As a young child growing up in Hagerstown, Kelly Wright remembers learning to swim at the Memorial Recreation Center, watching movies at the Boys & Girls Club of Washington County, and learning martial arts at the Hagerstown YMCA.

During those formative years, Wright said he also learned the importance of giving back to the community through the actions of all those who offered him guidance, support and encouragement.

"It taught me you've got to have a sense of something greater than yourself. You have to say, 'I can help someone, because someone else helped me,'" said Wright, a Hagerstown resident and reporter for Fox News Channel.


"Certainly, what I am on the world stage has every bit to do with what I was on the small stage growing up in Hagerstown."

Stepping away from the broadcast cameras, Wright delivered the keynote address at the Robinwood Conference Center Thursday night for a reception honoring United Way of Washington County donors.

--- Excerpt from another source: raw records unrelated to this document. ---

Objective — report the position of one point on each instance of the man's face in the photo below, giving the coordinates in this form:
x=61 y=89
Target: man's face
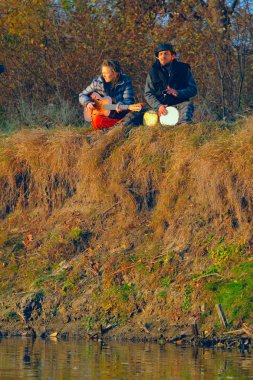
x=108 y=74
x=165 y=57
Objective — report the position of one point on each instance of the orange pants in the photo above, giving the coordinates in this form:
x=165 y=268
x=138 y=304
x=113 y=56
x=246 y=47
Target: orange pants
x=101 y=121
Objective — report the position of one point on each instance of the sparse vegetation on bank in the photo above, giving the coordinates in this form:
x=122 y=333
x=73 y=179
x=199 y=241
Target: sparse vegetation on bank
x=128 y=235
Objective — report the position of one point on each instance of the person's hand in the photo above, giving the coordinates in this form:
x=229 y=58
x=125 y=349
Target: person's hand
x=90 y=106
x=171 y=91
x=162 y=110
x=118 y=107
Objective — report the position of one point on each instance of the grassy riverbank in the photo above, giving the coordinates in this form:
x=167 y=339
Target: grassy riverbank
x=131 y=234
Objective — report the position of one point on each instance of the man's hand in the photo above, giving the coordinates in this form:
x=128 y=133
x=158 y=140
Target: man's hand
x=171 y=91
x=162 y=110
x=118 y=107
x=90 y=106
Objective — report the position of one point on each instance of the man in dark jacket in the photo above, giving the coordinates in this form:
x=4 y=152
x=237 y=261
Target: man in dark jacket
x=170 y=83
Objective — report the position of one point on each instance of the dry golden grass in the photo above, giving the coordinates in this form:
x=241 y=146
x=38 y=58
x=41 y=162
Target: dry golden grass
x=139 y=209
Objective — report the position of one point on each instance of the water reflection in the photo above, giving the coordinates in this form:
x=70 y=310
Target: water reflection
x=23 y=358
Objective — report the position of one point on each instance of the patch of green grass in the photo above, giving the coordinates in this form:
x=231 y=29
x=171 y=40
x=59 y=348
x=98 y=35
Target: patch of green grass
x=224 y=254
x=235 y=294
x=12 y=316
x=187 y=297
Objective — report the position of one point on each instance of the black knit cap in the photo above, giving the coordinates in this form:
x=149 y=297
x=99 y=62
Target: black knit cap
x=164 y=47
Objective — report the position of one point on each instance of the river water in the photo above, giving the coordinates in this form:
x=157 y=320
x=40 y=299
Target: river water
x=24 y=358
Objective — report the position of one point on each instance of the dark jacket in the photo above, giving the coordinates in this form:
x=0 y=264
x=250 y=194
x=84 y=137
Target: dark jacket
x=177 y=75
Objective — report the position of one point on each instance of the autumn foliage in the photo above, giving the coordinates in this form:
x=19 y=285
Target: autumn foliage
x=52 y=49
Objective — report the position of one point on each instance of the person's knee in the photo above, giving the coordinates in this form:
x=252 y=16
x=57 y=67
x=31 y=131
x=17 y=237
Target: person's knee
x=186 y=111
x=96 y=122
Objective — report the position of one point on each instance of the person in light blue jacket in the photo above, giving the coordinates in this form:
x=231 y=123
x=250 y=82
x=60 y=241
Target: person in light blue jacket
x=114 y=83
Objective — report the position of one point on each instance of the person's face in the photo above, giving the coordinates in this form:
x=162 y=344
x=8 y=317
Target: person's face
x=165 y=57
x=108 y=74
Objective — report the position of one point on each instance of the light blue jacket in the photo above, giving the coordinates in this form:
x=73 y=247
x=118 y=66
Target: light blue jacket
x=122 y=93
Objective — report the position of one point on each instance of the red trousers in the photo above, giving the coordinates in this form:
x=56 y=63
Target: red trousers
x=101 y=121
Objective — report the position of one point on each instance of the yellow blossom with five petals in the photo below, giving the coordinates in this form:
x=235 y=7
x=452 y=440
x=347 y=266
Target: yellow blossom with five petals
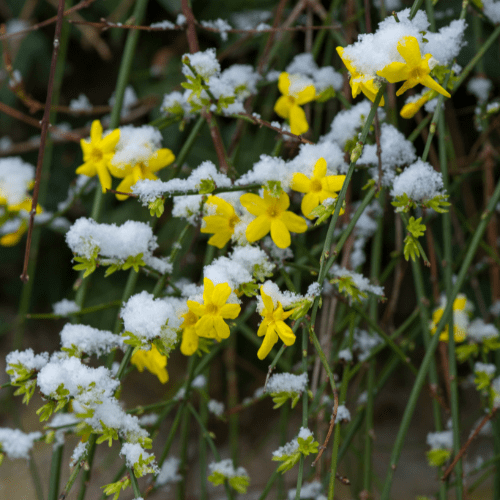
x=142 y=170
x=214 y=311
x=272 y=215
x=288 y=105
x=221 y=223
x=318 y=187
x=98 y=153
x=273 y=326
x=461 y=309
x=413 y=71
x=153 y=361
x=358 y=81
x=190 y=340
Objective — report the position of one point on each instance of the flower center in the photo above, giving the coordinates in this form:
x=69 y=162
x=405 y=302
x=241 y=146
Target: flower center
x=273 y=211
x=96 y=155
x=316 y=186
x=233 y=220
x=212 y=309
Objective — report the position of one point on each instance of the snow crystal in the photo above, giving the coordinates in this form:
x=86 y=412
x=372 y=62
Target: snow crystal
x=16 y=177
x=120 y=242
x=150 y=318
x=440 y=440
x=16 y=444
x=89 y=340
x=65 y=307
x=169 y=472
x=215 y=407
x=419 y=181
x=287 y=382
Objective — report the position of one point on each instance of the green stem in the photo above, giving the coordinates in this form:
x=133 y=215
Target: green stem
x=424 y=367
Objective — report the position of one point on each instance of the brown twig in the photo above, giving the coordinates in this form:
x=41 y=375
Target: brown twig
x=82 y=5
x=263 y=123
x=459 y=455
x=322 y=448
x=43 y=138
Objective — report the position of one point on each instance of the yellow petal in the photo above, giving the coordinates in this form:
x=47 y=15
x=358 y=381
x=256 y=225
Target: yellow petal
x=285 y=333
x=221 y=328
x=230 y=311
x=280 y=234
x=283 y=105
x=309 y=203
x=429 y=82
x=196 y=308
x=253 y=203
x=208 y=290
x=267 y=344
x=104 y=177
x=125 y=186
x=395 y=72
x=293 y=222
x=301 y=183
x=333 y=183
x=160 y=159
x=320 y=168
x=95 y=131
x=298 y=122
x=190 y=341
x=220 y=294
x=284 y=83
x=258 y=228
x=409 y=49
x=109 y=142
x=307 y=94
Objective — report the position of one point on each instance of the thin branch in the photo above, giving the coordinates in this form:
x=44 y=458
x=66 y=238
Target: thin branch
x=43 y=138
x=450 y=468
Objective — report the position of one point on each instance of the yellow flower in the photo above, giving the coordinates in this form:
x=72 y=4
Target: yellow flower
x=271 y=215
x=318 y=188
x=460 y=320
x=358 y=81
x=222 y=223
x=288 y=105
x=411 y=109
x=214 y=311
x=413 y=71
x=153 y=361
x=189 y=344
x=273 y=326
x=11 y=239
x=97 y=154
x=143 y=170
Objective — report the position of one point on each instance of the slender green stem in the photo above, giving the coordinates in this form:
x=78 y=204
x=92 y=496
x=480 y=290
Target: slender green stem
x=424 y=367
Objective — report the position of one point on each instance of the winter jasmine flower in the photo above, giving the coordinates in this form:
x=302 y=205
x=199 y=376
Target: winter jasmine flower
x=413 y=71
x=294 y=95
x=359 y=82
x=131 y=174
x=461 y=310
x=221 y=223
x=273 y=326
x=153 y=361
x=272 y=215
x=318 y=187
x=98 y=153
x=213 y=311
x=189 y=344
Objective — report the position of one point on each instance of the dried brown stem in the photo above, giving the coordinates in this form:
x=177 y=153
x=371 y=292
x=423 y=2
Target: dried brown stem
x=82 y=5
x=43 y=138
x=468 y=442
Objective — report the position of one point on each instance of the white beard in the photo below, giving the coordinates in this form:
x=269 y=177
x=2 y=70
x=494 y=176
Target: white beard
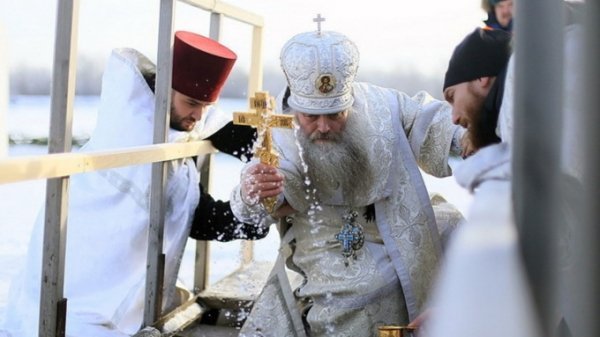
x=340 y=163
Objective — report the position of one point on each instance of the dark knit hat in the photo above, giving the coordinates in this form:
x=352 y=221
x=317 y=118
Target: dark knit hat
x=484 y=52
x=200 y=66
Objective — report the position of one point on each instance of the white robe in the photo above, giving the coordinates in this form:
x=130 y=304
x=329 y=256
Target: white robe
x=108 y=219
x=389 y=281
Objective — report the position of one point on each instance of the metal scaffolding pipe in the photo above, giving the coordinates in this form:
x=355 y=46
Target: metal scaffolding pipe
x=587 y=249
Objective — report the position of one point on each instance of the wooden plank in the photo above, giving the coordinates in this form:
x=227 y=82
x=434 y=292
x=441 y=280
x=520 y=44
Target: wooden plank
x=60 y=138
x=65 y=164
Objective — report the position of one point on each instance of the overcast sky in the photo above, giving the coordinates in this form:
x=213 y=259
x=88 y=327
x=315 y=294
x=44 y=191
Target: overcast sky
x=391 y=34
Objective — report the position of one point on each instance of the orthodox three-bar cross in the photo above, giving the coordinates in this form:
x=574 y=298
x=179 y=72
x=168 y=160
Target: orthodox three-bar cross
x=262 y=117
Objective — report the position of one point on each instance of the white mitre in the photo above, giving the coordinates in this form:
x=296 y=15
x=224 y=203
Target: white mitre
x=320 y=68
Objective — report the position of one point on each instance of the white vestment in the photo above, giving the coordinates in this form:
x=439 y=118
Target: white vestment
x=388 y=282
x=108 y=217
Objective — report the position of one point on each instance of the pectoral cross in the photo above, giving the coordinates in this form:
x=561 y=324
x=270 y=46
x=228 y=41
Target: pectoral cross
x=351 y=237
x=262 y=117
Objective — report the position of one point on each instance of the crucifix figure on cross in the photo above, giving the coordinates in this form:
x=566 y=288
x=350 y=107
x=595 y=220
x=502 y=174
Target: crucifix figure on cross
x=262 y=117
x=318 y=20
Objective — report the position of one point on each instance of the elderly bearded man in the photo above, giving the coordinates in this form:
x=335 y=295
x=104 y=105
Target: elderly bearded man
x=361 y=231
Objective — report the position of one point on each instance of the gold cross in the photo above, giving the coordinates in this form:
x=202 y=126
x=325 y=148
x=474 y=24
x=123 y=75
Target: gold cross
x=318 y=20
x=262 y=117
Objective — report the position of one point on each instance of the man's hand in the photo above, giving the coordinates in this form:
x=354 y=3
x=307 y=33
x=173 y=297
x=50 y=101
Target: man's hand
x=467 y=146
x=260 y=181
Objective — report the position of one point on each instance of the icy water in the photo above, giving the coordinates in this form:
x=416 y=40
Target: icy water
x=28 y=118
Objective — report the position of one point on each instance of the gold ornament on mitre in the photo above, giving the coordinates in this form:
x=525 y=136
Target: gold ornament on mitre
x=261 y=116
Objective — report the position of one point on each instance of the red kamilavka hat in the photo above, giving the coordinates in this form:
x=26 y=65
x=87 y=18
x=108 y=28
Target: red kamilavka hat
x=200 y=66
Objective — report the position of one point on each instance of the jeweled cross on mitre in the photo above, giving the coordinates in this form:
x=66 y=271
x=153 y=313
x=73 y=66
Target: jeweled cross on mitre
x=318 y=20
x=262 y=117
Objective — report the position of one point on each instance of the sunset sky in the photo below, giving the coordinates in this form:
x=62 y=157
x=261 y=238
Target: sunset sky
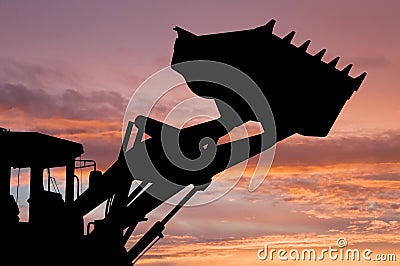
x=69 y=68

Wright urged the crowd of about 50 to serve as community leaders, not just with their checkbooks but through their actions.

"I wouldn't be where I am today if not for some of the leaders here in Hagerstown who really saw something in me," Wright told the crowd. "Leadership is influential, the chance to influence others to pursue their purpose and their vision."

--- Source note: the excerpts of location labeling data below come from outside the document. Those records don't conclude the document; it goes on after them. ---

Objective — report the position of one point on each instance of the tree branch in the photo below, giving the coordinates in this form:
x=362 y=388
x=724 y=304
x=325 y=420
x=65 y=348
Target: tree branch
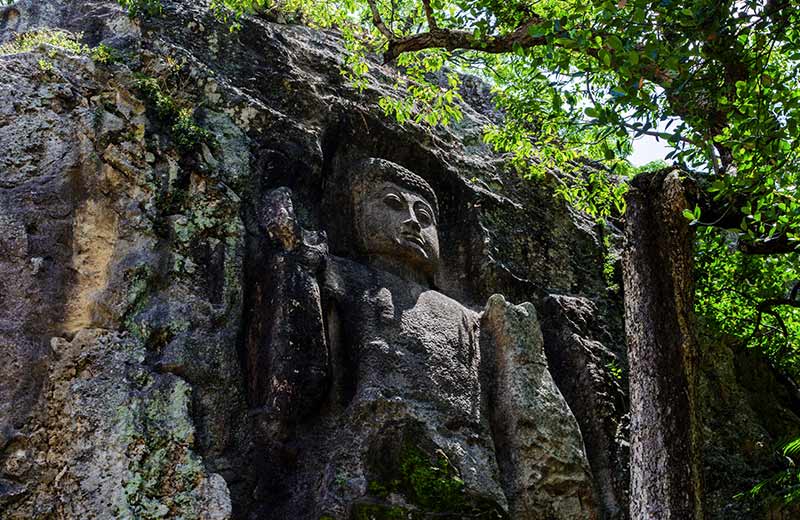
x=451 y=39
x=377 y=21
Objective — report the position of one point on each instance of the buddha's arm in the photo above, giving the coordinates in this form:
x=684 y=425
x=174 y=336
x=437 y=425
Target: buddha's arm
x=294 y=372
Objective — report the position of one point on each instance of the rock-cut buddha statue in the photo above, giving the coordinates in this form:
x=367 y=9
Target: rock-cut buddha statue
x=388 y=397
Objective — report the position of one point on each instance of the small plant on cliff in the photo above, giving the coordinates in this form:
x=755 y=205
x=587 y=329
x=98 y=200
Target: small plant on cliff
x=29 y=41
x=186 y=134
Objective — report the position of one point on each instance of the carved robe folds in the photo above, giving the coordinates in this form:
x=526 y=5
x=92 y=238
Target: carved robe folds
x=377 y=396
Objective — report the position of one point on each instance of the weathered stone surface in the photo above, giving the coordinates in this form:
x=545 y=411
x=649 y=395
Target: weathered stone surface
x=115 y=440
x=540 y=449
x=106 y=224
x=575 y=331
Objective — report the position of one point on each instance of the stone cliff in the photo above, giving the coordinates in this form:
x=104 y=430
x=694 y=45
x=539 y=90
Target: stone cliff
x=142 y=295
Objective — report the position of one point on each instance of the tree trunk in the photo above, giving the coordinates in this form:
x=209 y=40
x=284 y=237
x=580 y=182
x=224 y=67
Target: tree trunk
x=662 y=350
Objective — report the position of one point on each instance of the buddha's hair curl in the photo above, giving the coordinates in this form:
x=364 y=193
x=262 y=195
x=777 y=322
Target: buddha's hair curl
x=375 y=170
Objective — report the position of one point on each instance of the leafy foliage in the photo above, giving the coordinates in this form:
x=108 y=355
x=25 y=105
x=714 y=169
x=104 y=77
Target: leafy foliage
x=186 y=134
x=29 y=41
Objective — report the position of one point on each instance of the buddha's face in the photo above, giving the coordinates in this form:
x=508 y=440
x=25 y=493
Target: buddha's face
x=399 y=224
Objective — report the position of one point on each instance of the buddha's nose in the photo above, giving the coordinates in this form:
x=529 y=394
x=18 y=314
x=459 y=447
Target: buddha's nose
x=412 y=224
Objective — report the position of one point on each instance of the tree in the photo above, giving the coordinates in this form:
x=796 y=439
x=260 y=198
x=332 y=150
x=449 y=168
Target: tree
x=575 y=80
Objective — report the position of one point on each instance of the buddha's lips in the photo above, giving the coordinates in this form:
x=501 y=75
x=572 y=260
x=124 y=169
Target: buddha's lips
x=416 y=239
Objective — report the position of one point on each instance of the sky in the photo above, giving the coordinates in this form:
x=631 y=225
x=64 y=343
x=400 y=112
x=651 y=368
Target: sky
x=647 y=149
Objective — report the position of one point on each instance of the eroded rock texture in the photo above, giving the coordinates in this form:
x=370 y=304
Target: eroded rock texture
x=140 y=283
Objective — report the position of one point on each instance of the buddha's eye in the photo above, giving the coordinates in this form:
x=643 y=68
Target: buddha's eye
x=393 y=201
x=424 y=216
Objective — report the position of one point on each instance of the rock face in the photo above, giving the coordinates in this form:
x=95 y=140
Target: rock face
x=174 y=231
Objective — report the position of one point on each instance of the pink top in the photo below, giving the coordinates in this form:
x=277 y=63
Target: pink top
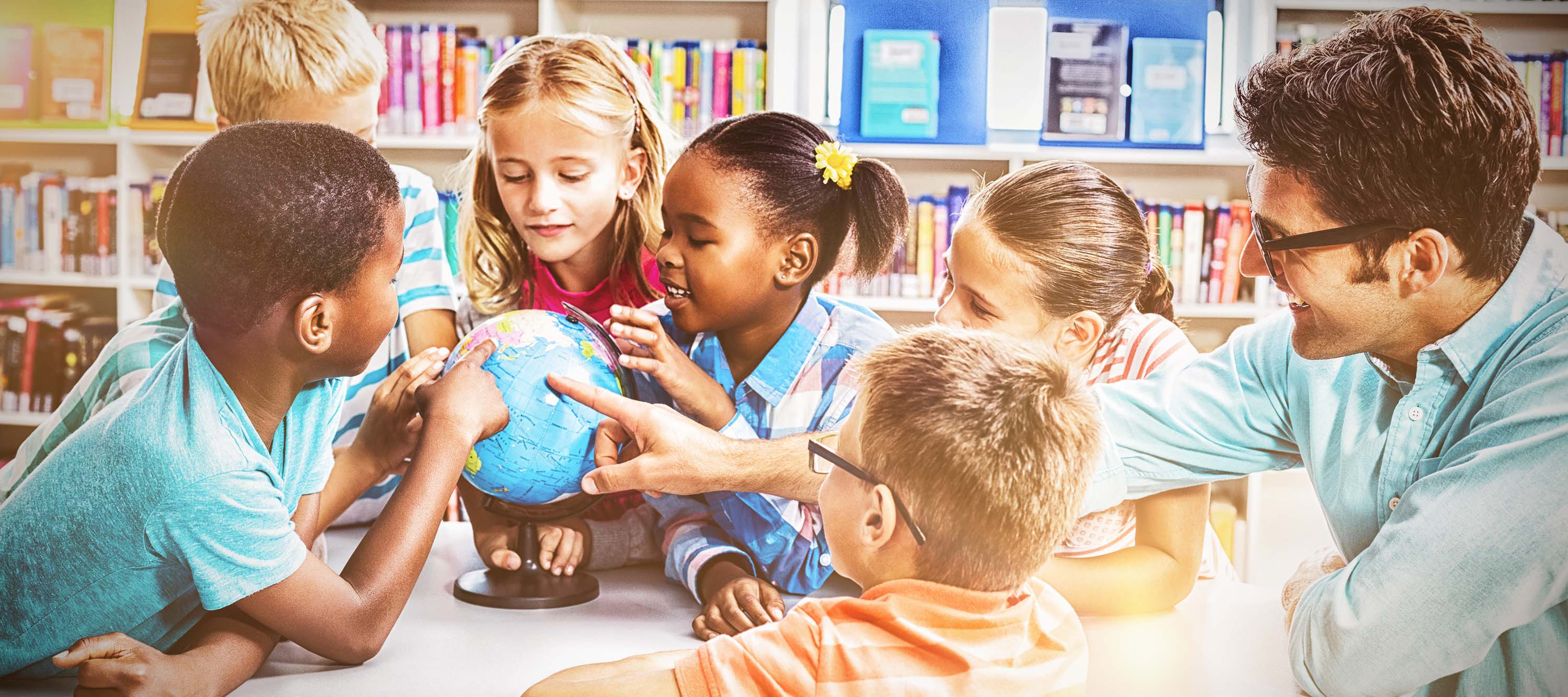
x=548 y=292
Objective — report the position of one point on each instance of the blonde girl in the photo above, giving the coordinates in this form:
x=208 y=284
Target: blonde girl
x=562 y=204
x=1059 y=253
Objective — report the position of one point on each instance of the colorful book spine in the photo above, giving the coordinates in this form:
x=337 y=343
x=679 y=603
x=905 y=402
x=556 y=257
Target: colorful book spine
x=413 y=77
x=430 y=79
x=393 y=118
x=449 y=79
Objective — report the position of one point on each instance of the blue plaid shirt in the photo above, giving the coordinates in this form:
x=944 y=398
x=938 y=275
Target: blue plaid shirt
x=803 y=385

The United Way honored three donors during the reception for contributing at least $10,000: Howard Kaylor, the late Ralph Sharrett and John Waltersdorf. Also recognized for serving as corporate leaders in employee leadership giving were Volvo Powertrain and local unions 171 and 1247 of the United Autoworkers, for serving as corporate leaders in employee fundraising for the United Way.

The Leadership Giving Circle Reception, planned to be the first in an annual tribute to donors, coincides with the United Way's 2005 fundraising campaign. Dale Bannon, executive director of the United Way of Washington County, said the organization hopes to raise $1.7 million this year to support its 21 member organizations. Bannon said the United Way set $1.6 million as its fundraising goal last year, and through contributions the organization surpassed that figure by $600,000.

"They rely on those dollars to feed seniors, Meals on Wheels, to make sure that there's a safe place for kids after school," Bannon said. "Washington County residents, citizens and businesses have a spirit of giving like none other, and we're confident that we will meet our needs."